Abstract:
Interest in Natural Language Processing (NLP) has grown very quickly over the last decades, mainly because it
provides tools to represent and analyze human languages computationally. A key challenge in NLP is word categorization
or classification based on its meaning within a given context. This problem is referred to as word-sense disambiguation
(WSD). This issue is prevalent in all languages around the world. However, WSD poses the greatest challenge among
North-East Indian languages due to the scarcity of digital resources. This work is an attempt to solve the problem of Word
Sense Disambiguation in a low-resource Bodo language and is also considered text-sparse using an adapted Convolutional
Neural Network (CNN) model with an attention mechanism. The northeastern region of India predominantly speaks the
Bodo language, necessitating careful consideration of its data when constructing NLP models. An attention layer has been
implemented in order to effectively identify the significant properties associated with a particular label, enabling the model
to focus on the more important things.
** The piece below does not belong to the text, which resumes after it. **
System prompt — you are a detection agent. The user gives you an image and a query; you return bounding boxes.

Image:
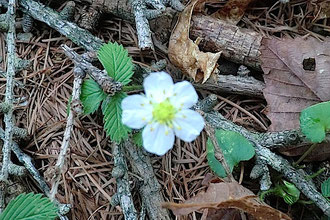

The CNN layer again extracts certain semantic components from sentences, which
further helps in catching subtle nuances of meaning. Testing results were promising, as the proposed framework achieved a
remarkable accuracy of 71.43% on a very narrow dataset. Therefore, it demonstrates that the deep CNN with soft attention
is more effective in inferring the meaning of words in the Bodo language. Hence, the study proves that NLP, using advanced
methodologies like the CNN-Attention model, has immense potential to get over these challenges in low-resource languages.
By drawing powerful attention mechanisms and convolutional neural networks together, the model is endowed better at
capturing fine-grained semantic differences, offering a glimpse into the possibility for better language processing tools in
Bodo and other similarly resource-limited languages.